En cambio, podía confirmar que ella y Salander habían acudido al Kvarnen, que se besaron allí, que luego regresaron a la casa de Lundagatan y que se despidieron a la mañana siguiente. Unos días después, Miriam Wu cogió el tren a París, donde permaneció totalmente ajena a la actualidad sueca. A excepción de una rápida visita para dejarle las llaves del coche, no había visto a Lisbeth desde la noche del Kvarnen.

– ¿Las llaves del coche? -preguntó Bublanski-. Salander no tiene coche.

Miriam Wu explicó que se había comprado un Honda color burdeos que estaba aparcado delante de su casa. Bublanski se levantó y miró a Sonja Modig.

– ¿Puedes encargarte del interrogatorio? -dijo para, acto seguido, abandonar la sala.

Tenía que buscar a Jerker Holmberg y pedirle que realizara la investigación técnica del Honda color burdeos. Pero, sobre todo, necesitaba estar solo para reflexionar.

Gunnar Björck, de baja por enfermedad, jefe adjunto del departamento de extranjería de la Säpo, la policía de seguridad de Suecia, se había quedado de color ceniza en la cocina que tenía unas bellas vistas a Jungfrufjärden. Mikael lo contemplaba con una paciente y neutra mirada. A esas alturas ya estaba convencido de que Björck no tenía absolutamente nada que ver con los asesinatos de Enskede. A Dag Svensson no le había dado tiempo a entrevistarse con él, de modo que Björck ignoraba por completo que su nombre y su fotografía pronto aparecerían en un revelador reportaje sobre puteros.

Björck sólo aportó un detalle de interés; daba la casualidad de que conocía personalmente al abogado Nils Bjurman. Se habían conocido en el club de tiro de la policía del que Björck fue miembro activo durante veintiocho años. Durante una época, él y Bjurman incluso formaron parte de la junta directiva. No es que mantuvieran una estrecha amistad, pero quedaban de vez en cuando en su tiempo libre y a veces cenaban juntos.

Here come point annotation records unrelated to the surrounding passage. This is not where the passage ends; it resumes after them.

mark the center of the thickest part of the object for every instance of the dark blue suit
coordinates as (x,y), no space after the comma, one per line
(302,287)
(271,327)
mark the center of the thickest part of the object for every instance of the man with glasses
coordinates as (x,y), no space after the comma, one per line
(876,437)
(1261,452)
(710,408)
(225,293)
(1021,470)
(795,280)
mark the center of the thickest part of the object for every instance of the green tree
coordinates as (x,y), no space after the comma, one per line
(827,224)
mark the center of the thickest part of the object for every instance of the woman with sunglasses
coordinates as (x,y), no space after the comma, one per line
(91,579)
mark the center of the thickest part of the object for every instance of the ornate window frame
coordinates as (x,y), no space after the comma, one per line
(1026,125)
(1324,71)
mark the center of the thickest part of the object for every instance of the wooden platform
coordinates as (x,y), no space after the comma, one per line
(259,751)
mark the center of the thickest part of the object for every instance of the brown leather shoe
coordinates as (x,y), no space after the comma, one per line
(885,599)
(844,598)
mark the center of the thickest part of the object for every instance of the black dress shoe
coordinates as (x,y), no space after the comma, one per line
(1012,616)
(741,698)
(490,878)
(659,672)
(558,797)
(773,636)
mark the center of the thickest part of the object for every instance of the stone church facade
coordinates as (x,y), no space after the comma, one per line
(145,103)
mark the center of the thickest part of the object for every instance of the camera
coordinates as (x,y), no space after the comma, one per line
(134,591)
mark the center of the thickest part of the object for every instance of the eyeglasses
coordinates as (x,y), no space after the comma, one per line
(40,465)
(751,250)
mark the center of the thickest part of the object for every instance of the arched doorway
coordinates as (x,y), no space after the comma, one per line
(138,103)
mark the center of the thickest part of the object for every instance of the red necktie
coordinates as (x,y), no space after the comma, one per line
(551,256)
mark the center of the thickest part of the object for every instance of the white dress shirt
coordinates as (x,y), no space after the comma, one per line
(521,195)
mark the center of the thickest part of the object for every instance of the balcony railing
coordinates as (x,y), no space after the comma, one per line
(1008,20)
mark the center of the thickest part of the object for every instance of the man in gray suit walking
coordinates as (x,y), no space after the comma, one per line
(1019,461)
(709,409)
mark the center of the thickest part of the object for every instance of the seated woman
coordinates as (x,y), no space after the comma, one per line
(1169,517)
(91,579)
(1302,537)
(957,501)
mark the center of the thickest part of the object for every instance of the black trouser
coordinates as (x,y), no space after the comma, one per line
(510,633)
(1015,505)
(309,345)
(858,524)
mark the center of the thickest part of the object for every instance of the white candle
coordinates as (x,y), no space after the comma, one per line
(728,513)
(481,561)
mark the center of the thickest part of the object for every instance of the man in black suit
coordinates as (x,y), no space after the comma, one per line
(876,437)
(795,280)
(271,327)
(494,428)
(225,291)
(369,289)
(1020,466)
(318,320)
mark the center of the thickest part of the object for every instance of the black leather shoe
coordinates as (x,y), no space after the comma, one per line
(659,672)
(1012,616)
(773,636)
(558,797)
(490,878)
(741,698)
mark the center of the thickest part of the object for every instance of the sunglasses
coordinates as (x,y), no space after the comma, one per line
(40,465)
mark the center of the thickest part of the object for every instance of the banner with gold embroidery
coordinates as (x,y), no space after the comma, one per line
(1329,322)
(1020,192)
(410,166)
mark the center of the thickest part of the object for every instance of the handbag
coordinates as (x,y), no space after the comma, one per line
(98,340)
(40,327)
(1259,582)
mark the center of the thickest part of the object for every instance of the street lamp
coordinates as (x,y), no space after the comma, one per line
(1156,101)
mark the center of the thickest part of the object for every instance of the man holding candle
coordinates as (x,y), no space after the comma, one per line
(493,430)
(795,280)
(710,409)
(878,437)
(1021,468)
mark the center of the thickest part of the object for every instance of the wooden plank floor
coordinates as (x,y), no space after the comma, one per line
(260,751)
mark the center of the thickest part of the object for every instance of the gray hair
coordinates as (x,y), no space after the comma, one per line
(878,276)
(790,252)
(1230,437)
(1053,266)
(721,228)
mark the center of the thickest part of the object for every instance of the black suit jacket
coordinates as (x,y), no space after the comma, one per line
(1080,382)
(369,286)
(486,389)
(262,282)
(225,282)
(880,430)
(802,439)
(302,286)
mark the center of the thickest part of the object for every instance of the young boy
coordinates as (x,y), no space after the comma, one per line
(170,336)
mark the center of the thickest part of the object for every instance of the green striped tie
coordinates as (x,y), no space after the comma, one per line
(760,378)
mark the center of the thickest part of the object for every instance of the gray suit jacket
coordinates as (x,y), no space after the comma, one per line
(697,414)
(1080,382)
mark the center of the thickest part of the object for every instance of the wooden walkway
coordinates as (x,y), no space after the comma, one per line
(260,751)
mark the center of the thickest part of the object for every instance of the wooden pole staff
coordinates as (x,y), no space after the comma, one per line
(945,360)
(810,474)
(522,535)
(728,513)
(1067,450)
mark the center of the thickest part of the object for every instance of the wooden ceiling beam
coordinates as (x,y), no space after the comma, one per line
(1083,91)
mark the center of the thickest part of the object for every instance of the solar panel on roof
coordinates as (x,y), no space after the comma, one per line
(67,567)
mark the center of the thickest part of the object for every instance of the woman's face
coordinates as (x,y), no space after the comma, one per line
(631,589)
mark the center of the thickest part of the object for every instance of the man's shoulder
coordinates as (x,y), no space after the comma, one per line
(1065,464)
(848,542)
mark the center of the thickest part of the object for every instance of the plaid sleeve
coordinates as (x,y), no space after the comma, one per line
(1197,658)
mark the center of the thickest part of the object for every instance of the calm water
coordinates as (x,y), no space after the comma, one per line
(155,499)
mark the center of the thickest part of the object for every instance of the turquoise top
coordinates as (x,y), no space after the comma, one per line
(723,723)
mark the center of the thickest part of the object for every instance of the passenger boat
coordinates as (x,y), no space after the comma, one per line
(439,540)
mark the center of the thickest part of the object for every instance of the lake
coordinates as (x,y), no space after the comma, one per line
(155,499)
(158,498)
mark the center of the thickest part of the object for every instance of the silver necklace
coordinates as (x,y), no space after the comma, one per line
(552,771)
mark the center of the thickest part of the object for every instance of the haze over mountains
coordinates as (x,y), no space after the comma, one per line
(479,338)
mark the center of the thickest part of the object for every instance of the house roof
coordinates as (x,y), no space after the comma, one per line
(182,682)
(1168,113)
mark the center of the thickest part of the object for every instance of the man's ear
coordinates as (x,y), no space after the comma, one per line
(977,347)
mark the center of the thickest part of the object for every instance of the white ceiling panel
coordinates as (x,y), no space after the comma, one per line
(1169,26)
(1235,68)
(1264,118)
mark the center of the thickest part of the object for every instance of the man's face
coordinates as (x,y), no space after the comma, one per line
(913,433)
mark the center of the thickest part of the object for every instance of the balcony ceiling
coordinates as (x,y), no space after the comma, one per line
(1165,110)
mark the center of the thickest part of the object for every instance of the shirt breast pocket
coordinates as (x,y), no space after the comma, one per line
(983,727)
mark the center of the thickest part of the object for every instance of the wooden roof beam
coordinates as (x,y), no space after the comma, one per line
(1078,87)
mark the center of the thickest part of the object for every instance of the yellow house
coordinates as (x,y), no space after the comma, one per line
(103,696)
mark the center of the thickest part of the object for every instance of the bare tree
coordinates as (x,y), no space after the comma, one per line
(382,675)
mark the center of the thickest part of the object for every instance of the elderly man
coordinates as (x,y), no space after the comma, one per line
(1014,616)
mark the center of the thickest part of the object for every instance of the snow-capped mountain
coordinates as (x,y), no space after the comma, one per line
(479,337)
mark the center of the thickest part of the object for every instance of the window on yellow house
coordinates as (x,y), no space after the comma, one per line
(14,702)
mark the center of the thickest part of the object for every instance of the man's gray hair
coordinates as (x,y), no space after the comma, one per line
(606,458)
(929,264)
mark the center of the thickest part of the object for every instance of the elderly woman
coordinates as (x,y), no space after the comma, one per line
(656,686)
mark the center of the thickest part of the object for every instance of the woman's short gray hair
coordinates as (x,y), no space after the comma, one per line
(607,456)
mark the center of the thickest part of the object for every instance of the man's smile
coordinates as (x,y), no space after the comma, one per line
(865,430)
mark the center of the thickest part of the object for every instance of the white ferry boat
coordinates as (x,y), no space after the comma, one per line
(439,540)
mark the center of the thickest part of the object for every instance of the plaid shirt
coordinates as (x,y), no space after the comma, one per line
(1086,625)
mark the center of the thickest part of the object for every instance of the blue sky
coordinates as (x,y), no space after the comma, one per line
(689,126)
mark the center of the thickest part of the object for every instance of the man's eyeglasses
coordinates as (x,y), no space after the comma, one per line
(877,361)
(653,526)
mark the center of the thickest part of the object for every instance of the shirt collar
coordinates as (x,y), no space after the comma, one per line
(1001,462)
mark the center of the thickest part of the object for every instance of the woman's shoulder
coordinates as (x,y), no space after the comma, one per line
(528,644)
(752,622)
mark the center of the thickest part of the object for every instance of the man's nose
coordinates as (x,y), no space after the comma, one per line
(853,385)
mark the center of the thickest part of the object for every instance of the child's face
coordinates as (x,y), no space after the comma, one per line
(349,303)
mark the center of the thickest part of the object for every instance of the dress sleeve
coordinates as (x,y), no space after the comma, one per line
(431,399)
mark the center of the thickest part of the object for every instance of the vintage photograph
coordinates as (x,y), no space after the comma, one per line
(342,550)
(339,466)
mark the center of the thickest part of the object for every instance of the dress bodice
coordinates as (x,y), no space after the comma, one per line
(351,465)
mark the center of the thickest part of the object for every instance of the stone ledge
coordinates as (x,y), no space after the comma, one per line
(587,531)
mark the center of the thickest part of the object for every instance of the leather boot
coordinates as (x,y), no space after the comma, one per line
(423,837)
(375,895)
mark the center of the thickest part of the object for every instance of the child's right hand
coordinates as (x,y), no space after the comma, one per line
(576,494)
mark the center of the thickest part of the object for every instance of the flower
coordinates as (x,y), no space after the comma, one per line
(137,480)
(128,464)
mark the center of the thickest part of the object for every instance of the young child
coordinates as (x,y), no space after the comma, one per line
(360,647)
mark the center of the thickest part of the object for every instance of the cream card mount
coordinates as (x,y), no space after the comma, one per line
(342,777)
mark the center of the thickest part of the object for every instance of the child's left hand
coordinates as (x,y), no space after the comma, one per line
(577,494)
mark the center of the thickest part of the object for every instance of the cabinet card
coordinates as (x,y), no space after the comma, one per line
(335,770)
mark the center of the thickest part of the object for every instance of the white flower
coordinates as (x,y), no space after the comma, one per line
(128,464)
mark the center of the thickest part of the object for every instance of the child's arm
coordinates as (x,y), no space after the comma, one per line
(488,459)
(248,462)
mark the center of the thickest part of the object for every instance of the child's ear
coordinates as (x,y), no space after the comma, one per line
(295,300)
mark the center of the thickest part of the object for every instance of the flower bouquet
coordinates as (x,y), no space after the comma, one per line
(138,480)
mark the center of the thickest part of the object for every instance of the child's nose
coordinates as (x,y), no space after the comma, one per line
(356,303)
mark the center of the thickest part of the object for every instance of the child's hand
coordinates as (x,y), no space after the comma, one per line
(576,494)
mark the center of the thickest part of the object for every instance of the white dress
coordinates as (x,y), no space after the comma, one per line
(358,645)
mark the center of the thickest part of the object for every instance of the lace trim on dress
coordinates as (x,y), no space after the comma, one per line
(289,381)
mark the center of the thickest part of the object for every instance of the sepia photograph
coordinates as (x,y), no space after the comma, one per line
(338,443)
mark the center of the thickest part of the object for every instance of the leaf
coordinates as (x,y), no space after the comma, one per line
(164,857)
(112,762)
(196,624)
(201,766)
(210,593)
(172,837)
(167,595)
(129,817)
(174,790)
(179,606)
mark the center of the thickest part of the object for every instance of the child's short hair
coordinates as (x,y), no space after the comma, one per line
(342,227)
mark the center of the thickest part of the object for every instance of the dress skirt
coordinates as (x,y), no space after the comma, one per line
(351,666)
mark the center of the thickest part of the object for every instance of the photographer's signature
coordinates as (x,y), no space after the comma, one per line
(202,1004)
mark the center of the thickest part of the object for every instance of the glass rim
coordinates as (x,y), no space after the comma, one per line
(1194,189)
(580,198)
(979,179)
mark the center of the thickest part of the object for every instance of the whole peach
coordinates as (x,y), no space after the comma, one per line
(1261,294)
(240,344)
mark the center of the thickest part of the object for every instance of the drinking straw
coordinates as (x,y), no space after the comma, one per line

Llevaba varios meses sin ver a Bjurman. Por lo que él recordaba la última vez, había sido a finales del verano anterior, cuando tomaron una cerveza en una terraza. Lamentaba que Bjurman hubiese sido asesinado por aquella psicópata, aunque no pensaba asistir al entierro.

Mikael le estuvo dando vueltas a esa coincidencia, pero al final se le agotaron las preguntas. Bjurman debía de haber conocido a centenares de personas en su vida privada y profesional. Que diera la casualidad de que conociera a una persona que figuraba en el material de Dag Svensson no resultaba inverosímil ni estadísticamente relevante. Mikael acababa de descubrir que hasta él mismo conocía lejanamente a un periodista que también figuraba en el material de Dag Svensson.